The days when my department had 72 tenured or tenure-track faculty are already long gone, and my colleagues and I must think long and hard about whether to emphasize disciplinary breadth or specialization, whether to maintain a national focus or shift toward a more regional perspectives or whether to hire potentially popular classroom teachers or promising scholars irrespective of their teaching ability. Bitter battles lie ahead.

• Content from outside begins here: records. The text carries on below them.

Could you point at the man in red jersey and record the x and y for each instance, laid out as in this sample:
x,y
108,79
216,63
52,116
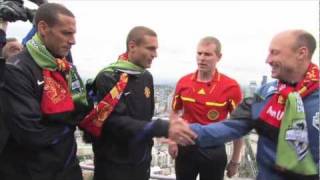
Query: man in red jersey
x,y
205,96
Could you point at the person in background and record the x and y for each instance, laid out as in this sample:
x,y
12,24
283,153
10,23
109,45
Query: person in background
x,y
123,130
206,96
46,99
285,113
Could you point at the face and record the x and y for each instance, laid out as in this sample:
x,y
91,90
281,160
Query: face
x,y
60,37
207,57
144,53
282,58
12,48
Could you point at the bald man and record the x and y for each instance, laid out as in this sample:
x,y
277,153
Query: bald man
x,y
285,113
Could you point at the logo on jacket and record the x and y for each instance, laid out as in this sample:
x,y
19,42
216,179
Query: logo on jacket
x,y
201,92
147,92
316,121
278,114
297,136
213,115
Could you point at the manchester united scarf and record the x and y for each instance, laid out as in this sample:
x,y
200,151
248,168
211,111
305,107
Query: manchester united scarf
x,y
63,89
93,122
285,110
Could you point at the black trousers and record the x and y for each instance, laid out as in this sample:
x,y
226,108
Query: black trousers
x,y
209,163
111,171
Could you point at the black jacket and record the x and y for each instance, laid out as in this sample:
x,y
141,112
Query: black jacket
x,y
130,117
37,148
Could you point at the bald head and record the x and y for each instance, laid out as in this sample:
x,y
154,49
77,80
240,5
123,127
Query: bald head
x,y
290,54
297,39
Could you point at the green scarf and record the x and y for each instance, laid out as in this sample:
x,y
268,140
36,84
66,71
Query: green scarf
x,y
293,139
93,122
46,61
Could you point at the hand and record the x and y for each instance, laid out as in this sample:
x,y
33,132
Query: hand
x,y
173,149
12,11
3,25
39,2
180,132
232,168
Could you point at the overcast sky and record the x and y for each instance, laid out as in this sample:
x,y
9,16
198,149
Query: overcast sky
x,y
244,28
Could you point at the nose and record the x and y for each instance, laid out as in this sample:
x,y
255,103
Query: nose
x,y
72,40
155,54
268,60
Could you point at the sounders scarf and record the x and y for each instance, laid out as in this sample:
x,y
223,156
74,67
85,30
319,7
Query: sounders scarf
x,y
285,110
58,95
93,122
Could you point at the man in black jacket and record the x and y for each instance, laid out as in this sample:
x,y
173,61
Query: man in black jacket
x,y
45,100
123,150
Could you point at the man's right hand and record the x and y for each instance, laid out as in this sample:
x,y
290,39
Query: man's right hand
x,y
173,150
180,132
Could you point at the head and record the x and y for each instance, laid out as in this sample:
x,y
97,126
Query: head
x,y
142,45
56,27
12,47
208,54
290,54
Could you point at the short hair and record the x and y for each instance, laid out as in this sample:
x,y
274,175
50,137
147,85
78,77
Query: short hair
x,y
212,40
49,12
304,38
137,34
5,48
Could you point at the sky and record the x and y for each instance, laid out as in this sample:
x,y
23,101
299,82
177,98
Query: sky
x,y
245,29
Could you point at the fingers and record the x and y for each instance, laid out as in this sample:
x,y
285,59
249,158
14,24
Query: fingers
x,y
181,133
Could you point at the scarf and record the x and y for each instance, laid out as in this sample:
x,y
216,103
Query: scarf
x,y
285,111
92,123
59,95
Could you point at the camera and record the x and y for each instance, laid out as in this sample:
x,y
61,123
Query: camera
x,y
13,10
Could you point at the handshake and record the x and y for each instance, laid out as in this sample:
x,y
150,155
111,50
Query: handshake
x,y
13,10
180,132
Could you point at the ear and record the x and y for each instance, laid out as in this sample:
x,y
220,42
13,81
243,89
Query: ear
x,y
302,53
132,45
219,56
42,28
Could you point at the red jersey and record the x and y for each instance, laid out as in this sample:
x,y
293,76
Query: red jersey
x,y
206,102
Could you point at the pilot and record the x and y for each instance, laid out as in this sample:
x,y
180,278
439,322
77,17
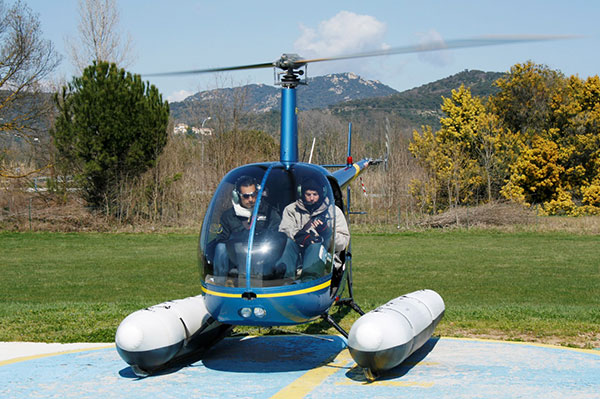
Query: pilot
x,y
238,219
306,223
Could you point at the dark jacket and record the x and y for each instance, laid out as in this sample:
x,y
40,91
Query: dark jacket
x,y
267,219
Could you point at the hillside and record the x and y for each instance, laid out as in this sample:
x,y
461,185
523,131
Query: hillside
x,y
321,92
345,95
421,105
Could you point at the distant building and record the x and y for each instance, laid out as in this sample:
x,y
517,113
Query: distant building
x,y
182,128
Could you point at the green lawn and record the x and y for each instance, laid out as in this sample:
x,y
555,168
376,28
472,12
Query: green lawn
x,y
521,286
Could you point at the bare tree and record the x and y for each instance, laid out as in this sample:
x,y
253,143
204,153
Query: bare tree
x,y
26,60
100,38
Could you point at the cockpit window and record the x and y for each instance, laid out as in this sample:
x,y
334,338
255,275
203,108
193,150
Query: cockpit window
x,y
268,225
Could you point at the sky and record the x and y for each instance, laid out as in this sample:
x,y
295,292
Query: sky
x,y
195,34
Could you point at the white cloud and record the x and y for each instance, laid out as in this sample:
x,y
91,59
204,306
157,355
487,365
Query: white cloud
x,y
345,33
433,39
179,95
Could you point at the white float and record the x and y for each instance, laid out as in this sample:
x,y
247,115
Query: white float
x,y
155,337
383,338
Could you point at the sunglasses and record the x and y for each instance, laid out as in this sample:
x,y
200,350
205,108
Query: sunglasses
x,y
248,195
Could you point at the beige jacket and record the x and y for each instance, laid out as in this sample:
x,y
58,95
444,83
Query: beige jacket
x,y
295,216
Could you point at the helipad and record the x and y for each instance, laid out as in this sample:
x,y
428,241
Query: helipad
x,y
313,367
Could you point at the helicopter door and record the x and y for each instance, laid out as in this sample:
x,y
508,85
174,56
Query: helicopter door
x,y
269,226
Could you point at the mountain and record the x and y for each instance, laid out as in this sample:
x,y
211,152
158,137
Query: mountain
x,y
421,105
322,91
346,95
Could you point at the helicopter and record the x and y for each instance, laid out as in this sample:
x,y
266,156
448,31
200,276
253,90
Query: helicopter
x,y
263,277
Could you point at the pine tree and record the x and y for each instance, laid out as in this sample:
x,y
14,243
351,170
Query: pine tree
x,y
111,127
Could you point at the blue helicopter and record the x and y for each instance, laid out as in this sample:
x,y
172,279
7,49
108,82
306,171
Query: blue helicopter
x,y
264,276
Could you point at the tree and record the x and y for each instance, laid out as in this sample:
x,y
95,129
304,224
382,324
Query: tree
x,y
524,101
26,59
99,36
112,127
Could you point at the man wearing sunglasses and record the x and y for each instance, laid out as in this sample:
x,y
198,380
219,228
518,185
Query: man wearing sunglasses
x,y
237,220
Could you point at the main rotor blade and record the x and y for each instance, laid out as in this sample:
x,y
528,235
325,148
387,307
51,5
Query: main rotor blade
x,y
212,70
286,61
445,45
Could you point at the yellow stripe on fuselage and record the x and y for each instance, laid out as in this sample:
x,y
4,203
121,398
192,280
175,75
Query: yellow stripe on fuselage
x,y
273,295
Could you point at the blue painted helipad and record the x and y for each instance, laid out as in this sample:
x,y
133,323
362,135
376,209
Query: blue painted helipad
x,y
315,367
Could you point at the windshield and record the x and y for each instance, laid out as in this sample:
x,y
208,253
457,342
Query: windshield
x,y
269,226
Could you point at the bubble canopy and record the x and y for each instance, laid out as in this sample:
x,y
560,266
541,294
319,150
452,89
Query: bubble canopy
x,y
249,240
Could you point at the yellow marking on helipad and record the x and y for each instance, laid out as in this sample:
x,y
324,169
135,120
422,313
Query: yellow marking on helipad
x,y
63,352
389,383
308,381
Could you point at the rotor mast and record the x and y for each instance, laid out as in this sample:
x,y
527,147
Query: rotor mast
x,y
289,80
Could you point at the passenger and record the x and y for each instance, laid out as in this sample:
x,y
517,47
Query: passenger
x,y
238,219
307,223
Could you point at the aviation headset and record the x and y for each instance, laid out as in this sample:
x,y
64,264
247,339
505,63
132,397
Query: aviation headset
x,y
243,181
312,184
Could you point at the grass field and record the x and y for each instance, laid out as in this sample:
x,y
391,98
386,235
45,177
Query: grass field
x,y
542,287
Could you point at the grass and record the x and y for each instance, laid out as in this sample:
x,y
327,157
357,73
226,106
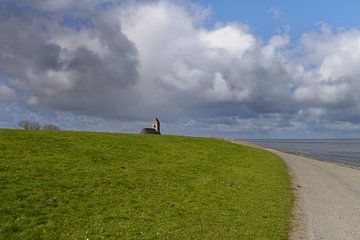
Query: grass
x,y
73,185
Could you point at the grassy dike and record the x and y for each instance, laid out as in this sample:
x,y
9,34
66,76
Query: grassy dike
x,y
76,185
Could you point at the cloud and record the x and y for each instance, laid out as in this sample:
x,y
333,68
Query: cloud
x,y
7,95
274,13
130,60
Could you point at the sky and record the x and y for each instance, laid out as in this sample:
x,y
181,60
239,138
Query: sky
x,y
237,69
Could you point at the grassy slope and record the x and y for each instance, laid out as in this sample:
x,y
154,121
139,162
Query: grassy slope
x,y
71,185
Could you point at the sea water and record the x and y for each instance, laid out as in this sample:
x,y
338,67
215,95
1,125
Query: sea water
x,y
341,151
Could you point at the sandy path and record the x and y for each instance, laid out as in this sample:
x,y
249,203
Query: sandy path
x,y
328,199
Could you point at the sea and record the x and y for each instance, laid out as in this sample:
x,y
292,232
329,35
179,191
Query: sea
x,y
340,151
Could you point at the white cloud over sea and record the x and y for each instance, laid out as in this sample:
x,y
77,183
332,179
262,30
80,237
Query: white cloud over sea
x,y
113,65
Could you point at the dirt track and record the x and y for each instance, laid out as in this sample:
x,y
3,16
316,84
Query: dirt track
x,y
328,199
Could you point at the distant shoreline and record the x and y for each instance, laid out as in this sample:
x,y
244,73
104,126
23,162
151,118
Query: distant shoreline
x,y
317,152
327,196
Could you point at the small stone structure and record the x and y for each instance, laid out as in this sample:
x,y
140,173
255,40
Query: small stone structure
x,y
155,124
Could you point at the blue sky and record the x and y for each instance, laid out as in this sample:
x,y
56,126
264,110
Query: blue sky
x,y
302,15
249,69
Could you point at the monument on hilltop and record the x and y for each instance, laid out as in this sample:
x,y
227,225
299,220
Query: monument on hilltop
x,y
155,128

As we all know from our personal lives, adapting to change is hard. So as humanities departments confront a shifting environment, we have a lot to learn from the advice literature on coping and resilience:

  1. Accept the necessity of change. Heraclitus had it right: all is flux. Nothing stays still. The pressures for change are relentless. As Emerson supposedly quipped in response to Margaret Fuller’s declaration “I accept the universe,” she’d better.
  2. Consider change an opportunity, not a threat. We must conquer our fear of change and reframe our thinking. I know, this cliché sounds a bit like Monty Python in Life of Brian: “Always look on the bright side of life.” But change, however unwanted, does offer an opportunity to rethink tradition and adjust to new realities.
  3. Act intentionally. Embrace the change process. Acknowledge the challenges and consider options. Be an activator of change not change’s passive victim.
  4. Strive for balance. When faced with difficult decisions or options, it often makes sense to strike a balance between competing interests and priorities. That doesn’t necessarily mean achieving a compromise or finding a middle ground. But it does require acknowledging the costs of change and acting accordingly.

The history of the humanities is a history of change. The humanities have shifted, over time, from a process into a body of knowledge and then into a series of technique and methodologies that emphasize interpretation. The humanities are poised to change yet again. My recommendation is that we draw upon the past as we chart our path into an uncertain future.

Steven Mintz is professor of history at the University of Texas at Austin.